Tamil new years is observed around the 13th-14th of April every year, it is based on the Tamil Calendar. The Tamil calendar is based on the classical Hindu solar calendar also used in Assam, Bengal, Kerala, Manipur, Nepal, Orissa, Rajasthan and Punjab. I could easily say that my most favorite festival is the Tamil New Years, simply because it is not a religious function and there are no restrictions on the menu. Meaning cook and eat, no elaborate pooja has to be performed before digging into the food! The menu for this festival includes: something sweet (ofcourse!!!), something bitter, something sour and something spicy/salty. Giving one an explosion of flavors! Workout your tongue people...
This year for New Years I decided to post Boondi Ladoo. I love Boondi Ladoo very much. Problem: I started remembering the occasions my mom would make Boondi Ladoo and started craving them. I learnt that without the Boondi Ladle I had to depend on the store brought Ladoos.Call me a Ladoo snob, but the ones available at our Indian store don't seem to satisfy my cravings. Lucky for me, I have a LGA (Local Guardian Aunty), who has all the kitchen tools and gadgets one could ever imagine needed for Indian cooking. She lent it to me, I could say leased infinitely, because I still have not returned it to her ! Aunty next time I meet you I'll make you a lot of ladoos to make up for it :D.
For the syrup:
Sugar - 1.5 cups
Water - 3/4th cup
Food colouring - Kesar colour, a pinch
Elaichi powder - 1/4th tsp
Nutmeg powder - 1/4th tsp
Clove powder - 1/4th tsp
For the Boondi:
Besan - 1 cup, divided in 2 batches
Rice flour - 1 tsp, divided in 2 batches
Oil - for frying the boondi
Ghee - 1 tbsp
Cloves (Optional , if you added the clove powder to the syrup you can skip this)

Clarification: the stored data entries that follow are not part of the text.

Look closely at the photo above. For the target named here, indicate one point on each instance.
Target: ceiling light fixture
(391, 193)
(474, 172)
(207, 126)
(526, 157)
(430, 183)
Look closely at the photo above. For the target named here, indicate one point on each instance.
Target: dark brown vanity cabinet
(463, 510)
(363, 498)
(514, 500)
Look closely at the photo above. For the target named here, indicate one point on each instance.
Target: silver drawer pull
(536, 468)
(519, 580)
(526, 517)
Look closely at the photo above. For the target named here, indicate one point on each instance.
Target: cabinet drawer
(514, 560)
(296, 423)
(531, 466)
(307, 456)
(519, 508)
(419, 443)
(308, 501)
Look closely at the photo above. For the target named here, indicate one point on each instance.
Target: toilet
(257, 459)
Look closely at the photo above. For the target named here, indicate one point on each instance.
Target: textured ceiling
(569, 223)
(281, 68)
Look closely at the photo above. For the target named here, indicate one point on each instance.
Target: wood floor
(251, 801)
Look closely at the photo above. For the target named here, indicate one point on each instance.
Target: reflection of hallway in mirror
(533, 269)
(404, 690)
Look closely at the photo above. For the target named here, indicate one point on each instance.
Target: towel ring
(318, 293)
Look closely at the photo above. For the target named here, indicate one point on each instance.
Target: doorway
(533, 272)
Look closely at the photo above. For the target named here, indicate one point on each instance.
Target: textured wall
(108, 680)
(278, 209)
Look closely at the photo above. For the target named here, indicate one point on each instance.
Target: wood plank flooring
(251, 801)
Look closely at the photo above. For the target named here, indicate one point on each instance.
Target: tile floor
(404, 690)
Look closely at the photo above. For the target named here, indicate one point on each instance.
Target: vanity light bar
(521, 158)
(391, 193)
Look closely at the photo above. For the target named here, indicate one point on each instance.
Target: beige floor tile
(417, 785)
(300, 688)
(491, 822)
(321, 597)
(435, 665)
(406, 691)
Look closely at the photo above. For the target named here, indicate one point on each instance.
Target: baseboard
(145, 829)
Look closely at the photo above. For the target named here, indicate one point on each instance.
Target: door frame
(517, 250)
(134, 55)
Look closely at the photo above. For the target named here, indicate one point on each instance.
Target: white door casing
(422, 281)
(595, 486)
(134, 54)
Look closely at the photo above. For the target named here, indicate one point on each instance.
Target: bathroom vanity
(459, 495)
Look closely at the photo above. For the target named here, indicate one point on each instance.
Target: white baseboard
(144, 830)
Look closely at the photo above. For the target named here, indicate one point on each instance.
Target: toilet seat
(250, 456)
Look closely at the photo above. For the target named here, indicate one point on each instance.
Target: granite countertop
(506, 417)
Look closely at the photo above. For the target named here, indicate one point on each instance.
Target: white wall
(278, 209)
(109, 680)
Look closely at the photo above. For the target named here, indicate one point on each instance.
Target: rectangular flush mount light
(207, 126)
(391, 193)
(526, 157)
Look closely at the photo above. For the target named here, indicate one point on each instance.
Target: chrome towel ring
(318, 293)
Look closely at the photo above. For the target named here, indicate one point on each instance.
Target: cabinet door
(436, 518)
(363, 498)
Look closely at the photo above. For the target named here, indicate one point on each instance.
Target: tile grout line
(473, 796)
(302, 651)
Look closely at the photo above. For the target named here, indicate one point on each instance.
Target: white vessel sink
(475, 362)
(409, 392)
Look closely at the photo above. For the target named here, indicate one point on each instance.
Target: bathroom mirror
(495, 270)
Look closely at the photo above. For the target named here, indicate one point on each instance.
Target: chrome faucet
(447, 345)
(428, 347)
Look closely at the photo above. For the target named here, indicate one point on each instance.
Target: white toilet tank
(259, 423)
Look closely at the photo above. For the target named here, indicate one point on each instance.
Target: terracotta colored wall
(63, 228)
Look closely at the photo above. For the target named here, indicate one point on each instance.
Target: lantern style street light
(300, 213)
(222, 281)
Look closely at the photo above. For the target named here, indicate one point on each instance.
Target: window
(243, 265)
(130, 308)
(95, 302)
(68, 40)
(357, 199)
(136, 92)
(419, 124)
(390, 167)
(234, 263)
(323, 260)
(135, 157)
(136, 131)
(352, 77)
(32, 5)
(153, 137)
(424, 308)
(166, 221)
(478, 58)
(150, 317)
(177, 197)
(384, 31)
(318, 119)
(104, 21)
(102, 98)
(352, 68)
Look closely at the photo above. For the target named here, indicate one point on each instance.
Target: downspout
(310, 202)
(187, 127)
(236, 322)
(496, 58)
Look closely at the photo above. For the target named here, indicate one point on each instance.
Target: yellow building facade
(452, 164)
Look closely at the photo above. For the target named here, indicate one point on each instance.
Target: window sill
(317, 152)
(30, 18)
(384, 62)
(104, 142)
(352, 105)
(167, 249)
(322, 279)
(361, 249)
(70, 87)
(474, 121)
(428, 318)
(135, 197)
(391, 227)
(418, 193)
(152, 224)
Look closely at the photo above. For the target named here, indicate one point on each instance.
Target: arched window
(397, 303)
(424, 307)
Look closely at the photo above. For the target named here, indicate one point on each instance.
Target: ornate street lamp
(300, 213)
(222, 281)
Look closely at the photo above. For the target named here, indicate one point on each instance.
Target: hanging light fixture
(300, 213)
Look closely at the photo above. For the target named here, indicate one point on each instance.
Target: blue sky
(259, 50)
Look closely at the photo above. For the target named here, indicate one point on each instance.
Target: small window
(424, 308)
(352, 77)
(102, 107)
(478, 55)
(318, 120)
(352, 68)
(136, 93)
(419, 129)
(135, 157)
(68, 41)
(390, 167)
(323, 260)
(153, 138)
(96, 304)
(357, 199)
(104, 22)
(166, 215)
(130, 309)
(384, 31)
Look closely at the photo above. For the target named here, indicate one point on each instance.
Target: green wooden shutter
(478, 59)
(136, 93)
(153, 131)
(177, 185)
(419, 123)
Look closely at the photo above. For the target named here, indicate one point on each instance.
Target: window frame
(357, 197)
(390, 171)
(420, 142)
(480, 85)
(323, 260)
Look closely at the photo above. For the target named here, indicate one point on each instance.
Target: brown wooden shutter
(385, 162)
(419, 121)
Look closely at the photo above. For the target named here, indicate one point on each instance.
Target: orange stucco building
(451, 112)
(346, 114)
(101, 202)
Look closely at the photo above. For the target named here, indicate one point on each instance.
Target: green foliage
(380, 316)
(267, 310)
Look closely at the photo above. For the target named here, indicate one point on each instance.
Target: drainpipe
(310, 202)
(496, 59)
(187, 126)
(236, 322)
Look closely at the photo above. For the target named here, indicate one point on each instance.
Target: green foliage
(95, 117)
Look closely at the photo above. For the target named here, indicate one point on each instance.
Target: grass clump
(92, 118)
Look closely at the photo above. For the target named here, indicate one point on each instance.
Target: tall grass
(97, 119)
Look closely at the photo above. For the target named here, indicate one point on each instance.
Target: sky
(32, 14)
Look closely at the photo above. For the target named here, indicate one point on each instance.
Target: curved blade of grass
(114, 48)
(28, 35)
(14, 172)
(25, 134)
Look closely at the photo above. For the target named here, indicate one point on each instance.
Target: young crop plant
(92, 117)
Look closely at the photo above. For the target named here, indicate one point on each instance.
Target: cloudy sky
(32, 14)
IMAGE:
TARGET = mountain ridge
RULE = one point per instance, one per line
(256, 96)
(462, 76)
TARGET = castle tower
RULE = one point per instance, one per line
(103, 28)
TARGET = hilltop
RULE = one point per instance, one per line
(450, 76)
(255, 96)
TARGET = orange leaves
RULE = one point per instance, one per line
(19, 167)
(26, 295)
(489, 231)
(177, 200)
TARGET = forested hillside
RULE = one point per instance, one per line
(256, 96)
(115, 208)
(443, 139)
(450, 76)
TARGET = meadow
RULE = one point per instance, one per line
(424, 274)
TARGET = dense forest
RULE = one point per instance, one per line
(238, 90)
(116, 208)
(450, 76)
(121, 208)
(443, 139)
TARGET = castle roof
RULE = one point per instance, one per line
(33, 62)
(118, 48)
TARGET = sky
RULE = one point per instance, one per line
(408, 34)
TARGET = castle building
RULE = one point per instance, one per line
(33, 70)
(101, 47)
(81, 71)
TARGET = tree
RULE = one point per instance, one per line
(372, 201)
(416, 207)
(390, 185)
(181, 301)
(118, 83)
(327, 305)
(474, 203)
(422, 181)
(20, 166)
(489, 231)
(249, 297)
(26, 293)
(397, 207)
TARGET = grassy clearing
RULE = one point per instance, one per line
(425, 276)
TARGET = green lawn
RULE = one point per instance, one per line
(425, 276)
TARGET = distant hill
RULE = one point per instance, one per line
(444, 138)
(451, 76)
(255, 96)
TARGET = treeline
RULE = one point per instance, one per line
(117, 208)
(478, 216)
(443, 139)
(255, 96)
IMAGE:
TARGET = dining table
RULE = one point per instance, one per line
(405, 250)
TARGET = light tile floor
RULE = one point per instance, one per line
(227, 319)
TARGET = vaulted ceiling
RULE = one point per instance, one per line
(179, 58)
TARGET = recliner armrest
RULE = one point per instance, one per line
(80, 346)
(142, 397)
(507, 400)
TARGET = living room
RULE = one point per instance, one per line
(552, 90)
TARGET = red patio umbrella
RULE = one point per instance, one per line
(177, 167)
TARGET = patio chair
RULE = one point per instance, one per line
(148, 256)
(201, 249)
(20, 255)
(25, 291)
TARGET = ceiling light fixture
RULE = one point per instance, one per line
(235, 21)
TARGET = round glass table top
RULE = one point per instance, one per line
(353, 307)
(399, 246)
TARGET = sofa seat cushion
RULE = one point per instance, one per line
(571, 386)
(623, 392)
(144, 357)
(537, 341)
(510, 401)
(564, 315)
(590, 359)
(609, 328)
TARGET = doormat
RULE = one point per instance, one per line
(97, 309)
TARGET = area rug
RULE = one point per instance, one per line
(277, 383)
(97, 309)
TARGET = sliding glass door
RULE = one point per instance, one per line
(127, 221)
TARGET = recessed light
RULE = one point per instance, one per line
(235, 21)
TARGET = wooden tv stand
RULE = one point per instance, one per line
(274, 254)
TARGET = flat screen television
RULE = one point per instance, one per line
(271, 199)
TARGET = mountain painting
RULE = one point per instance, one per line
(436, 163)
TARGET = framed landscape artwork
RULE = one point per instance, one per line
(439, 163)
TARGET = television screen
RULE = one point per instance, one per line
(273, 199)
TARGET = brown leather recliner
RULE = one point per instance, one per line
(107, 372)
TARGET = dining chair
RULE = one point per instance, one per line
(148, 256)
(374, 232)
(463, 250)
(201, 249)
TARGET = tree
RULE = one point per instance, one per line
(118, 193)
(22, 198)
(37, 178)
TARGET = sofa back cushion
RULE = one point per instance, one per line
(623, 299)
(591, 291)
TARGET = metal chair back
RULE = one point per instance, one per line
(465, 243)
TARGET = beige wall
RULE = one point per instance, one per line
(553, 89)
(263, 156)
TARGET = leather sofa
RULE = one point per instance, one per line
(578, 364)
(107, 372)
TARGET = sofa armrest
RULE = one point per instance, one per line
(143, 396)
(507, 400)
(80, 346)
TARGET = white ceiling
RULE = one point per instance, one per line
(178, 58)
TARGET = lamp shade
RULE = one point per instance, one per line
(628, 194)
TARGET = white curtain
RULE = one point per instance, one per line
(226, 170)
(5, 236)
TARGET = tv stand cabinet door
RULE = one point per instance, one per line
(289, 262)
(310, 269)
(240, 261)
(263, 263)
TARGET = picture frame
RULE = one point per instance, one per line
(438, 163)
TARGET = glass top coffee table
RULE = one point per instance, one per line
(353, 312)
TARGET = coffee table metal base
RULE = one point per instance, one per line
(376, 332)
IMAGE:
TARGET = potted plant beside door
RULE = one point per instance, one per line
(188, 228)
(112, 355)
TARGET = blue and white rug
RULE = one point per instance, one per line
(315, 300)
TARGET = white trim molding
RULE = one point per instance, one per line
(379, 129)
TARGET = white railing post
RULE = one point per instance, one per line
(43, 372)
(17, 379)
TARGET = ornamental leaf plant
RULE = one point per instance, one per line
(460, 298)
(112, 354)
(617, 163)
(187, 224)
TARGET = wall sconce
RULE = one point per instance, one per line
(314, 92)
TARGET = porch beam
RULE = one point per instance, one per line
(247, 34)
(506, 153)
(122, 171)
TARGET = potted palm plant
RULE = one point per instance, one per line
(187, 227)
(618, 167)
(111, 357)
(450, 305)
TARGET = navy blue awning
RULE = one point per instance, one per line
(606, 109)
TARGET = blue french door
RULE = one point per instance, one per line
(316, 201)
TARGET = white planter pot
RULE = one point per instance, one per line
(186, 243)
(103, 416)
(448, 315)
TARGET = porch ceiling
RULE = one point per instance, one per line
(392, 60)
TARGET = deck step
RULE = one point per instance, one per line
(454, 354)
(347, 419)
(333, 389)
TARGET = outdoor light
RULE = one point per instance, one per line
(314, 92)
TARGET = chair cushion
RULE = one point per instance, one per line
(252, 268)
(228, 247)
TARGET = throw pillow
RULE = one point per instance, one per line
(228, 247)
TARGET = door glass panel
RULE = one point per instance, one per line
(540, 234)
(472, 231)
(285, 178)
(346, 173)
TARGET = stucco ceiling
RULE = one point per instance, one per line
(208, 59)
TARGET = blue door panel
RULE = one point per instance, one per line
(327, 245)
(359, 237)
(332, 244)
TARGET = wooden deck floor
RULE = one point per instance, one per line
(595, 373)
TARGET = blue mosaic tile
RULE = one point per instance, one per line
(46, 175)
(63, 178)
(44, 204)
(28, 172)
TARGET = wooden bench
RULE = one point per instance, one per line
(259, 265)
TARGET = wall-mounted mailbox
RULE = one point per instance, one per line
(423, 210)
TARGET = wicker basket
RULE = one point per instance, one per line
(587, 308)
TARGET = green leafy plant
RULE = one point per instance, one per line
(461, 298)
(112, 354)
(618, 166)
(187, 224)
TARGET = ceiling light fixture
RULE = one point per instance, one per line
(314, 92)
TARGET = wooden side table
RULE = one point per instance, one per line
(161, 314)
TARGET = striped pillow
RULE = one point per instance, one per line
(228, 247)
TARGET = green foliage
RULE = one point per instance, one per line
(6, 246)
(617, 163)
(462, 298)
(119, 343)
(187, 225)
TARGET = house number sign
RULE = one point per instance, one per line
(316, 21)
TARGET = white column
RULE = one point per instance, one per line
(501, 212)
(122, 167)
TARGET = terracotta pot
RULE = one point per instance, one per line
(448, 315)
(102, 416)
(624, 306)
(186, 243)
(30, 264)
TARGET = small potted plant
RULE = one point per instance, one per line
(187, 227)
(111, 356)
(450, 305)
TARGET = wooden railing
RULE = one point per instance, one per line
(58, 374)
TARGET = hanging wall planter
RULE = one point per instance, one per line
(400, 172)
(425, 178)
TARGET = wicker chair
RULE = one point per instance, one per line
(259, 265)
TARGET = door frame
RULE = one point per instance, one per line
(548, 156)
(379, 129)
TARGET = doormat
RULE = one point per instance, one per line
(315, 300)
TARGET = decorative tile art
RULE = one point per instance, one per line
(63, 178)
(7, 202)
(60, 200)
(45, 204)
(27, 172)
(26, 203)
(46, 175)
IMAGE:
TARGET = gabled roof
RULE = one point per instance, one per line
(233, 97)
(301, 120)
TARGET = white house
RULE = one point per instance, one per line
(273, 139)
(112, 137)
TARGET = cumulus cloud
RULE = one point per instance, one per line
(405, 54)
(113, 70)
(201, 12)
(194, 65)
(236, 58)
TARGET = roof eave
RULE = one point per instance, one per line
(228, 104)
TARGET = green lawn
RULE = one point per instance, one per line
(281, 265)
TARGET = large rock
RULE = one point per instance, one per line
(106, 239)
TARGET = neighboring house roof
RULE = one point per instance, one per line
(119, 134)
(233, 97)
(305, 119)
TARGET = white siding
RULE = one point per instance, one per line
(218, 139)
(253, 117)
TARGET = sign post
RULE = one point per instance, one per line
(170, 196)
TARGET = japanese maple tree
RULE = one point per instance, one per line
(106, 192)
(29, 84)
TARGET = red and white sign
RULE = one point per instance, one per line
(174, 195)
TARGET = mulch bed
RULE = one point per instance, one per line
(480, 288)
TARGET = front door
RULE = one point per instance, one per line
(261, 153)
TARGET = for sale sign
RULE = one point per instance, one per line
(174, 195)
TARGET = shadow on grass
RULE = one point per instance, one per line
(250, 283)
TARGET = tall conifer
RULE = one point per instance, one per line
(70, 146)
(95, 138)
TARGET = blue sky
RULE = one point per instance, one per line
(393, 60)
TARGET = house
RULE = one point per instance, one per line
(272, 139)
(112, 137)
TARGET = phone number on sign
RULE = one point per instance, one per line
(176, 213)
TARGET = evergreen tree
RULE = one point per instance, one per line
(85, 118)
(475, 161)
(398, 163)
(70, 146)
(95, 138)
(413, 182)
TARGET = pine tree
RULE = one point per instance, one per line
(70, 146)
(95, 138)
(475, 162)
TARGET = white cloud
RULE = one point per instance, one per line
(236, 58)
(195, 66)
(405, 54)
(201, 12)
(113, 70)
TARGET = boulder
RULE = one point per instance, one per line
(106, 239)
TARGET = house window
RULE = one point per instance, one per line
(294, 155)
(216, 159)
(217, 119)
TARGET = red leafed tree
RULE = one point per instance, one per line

Sugar candy - You can even add this. I didn't have any on hand so did not add.
To make the syrup:
- Soak Sugar and water for a few minutes. Boil the mixture till you get 1 string consistency. Approximately 215F- 235F on a candy thermometer.
- Add the kesar colour, elaichi powder, nutmeg powder, and clove powder( if adding)
To make the Boondi:
- Heat the oil in a kadai.
- Take half the besan & rice flour. Mix together.
- Make a batter adding water. The batter should not be too thick. It should be a bit thin.( It should be thinner than dosa batter). If the batter soaks too much it drinks up more oil and your ladoo will be more oily.
- Over the Kadai hold the Boondi ladle. If you dont have a boondi ladle you can use a wide, slotted ladle. Pour about 1/4th cup of the batter and tap the ladle so that small balls fall into the hot oil. Just tap. DO not rub the surface of the ladle with a spoon or your hands. This will cause the boondi to be flat and not round.
- Take out the boondi from the kadai when it is almost 80% cooked. If it cooks 100% the boondi will get crisp and you will not be able to make balls out of it.
- Put the boondi into the syrup. Continue to make boondis till you run out of the batter.
- In the side, heat up some ghee and roast the raisns, cashew and cloves( If adding)
- Add the raisin & nut mixture to the boondi-syrup mixture.
- Gently mix. Cover it and set aside for 2-3 hours. Then make ladoos out of the soaked Boondis by squeezing between you plams.
- If the syrup is too hard and you are not able to make balls or if the balls don't hold up, sprinkle hot water and proceed. The ladoos may seem to be a bit wet in that case, but it will dry up and hold together well.